The debate over this strategy is a good one. Should the Cubs try to win and rebuild at the same time as many large market teams do?
There may simply not be a right answer. Even if the Cubs turn the corner and have some sustained success after a few 100-loss seasons, it doesn't mean they couldn't have done it the other way as well. We'll never know. What we do know is this is their plan, and it will have a definitive outcome in the coming years.
And it's also why people keep telling me senior vice president of scouting and player development Jason McLeod is the most important person in the organization right now. It comes down to finding young talent wherever it may be. That's McLeod's job. If he fails then the whole plan fails.
So when general manager Jed Hoyer says, in discussing last season, what's the difference between 93, 95 or 101 losses, he's right. It all represents the same thing -- a bad team. But take that a step further. What's the difference between 101 losses and just one more loss than the last wild card team? You're still home for the playoffs.
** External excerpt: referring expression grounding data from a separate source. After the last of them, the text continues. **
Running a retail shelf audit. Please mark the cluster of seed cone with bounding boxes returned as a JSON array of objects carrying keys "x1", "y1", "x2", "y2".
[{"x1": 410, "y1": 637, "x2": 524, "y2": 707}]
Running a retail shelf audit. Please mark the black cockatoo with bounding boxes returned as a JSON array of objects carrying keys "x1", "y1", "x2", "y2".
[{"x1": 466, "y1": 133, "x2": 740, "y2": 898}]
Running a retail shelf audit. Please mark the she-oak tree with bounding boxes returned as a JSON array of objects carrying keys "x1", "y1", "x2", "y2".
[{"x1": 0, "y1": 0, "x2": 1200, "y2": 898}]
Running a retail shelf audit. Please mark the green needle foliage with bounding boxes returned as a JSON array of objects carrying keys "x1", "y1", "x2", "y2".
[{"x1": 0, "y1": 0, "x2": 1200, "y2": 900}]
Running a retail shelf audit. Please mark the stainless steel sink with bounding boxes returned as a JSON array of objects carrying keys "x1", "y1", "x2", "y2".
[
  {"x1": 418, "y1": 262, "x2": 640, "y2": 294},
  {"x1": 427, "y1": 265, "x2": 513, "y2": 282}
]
If it means the Cubs are on the verge of sustained success then being that close to the wild card makes sense. But if it's just a one- or even two-year anomaly -- as we've seen may times in the past -- then what's the point? The odds are the Cubs will continue to come up short.
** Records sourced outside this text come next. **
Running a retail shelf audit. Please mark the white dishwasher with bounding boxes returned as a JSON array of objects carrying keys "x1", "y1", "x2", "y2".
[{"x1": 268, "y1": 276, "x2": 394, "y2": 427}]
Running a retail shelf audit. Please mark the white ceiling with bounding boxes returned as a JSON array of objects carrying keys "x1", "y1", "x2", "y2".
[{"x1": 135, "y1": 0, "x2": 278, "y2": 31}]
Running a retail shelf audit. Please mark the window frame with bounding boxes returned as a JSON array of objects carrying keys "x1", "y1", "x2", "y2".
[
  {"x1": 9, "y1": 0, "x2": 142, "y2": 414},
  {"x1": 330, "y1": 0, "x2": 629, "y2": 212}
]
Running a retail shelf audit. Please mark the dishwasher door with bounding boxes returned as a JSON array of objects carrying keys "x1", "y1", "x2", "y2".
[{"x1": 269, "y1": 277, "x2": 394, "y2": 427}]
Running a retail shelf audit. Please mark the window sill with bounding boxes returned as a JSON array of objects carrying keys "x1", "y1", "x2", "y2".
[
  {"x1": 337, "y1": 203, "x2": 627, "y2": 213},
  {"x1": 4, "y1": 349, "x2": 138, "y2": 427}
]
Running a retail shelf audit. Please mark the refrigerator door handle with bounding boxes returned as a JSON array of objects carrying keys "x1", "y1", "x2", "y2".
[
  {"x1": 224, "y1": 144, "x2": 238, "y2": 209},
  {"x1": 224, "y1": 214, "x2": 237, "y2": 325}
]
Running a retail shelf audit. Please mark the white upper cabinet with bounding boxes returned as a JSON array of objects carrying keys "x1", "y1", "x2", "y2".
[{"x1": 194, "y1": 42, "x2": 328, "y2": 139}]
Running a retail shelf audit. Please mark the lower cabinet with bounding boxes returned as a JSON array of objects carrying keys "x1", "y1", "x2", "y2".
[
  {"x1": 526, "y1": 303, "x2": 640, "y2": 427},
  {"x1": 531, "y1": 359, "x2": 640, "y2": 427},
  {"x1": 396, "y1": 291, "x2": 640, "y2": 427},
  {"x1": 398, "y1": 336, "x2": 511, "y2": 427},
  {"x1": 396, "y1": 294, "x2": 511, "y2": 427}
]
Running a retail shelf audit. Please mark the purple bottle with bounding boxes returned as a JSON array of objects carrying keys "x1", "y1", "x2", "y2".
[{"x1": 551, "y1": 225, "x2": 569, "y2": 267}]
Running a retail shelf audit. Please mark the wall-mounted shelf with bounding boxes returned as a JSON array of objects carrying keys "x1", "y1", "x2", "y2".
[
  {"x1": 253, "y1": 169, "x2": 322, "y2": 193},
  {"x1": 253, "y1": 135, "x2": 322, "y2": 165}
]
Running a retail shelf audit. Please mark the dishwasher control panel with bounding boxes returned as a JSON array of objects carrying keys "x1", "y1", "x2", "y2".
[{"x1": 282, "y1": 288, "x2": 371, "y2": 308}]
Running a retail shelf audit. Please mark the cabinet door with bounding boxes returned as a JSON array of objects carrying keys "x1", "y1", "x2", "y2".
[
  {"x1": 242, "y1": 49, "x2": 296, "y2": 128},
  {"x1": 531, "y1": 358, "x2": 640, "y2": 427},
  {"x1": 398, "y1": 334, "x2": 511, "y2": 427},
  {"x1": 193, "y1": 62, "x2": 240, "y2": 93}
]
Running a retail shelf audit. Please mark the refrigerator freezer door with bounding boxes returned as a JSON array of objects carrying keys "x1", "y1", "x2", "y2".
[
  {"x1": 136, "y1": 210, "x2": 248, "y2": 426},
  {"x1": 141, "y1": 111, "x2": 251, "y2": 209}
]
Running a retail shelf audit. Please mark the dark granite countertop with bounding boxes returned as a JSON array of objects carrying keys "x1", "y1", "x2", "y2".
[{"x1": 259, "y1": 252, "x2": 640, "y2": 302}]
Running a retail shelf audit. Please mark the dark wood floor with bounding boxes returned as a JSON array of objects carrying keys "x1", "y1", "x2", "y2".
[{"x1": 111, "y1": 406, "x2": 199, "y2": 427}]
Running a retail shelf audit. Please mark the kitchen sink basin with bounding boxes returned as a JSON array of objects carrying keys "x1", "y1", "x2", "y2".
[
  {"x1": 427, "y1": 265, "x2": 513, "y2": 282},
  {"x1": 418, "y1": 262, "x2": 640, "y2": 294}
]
Here's the bottom line: As long as the Cubs sign middle of the road players to cheaper contracts then we know that Hoyer, president Theo Epstein and owner Tom Ricketts don't have high hopes for the upcoming season. When they start to expand that free agent list or make some bold trades then we'll know that they believe they've turned the corner and can contend.
And if they do nothing but draft players and "develop" them for 4-5 years then we'll know they're just in it for the loads of money coming in off television deals.
We're on Year 2 of a rebuilding phase. It's still too early to make an assessment. But we're a year closer to doing so.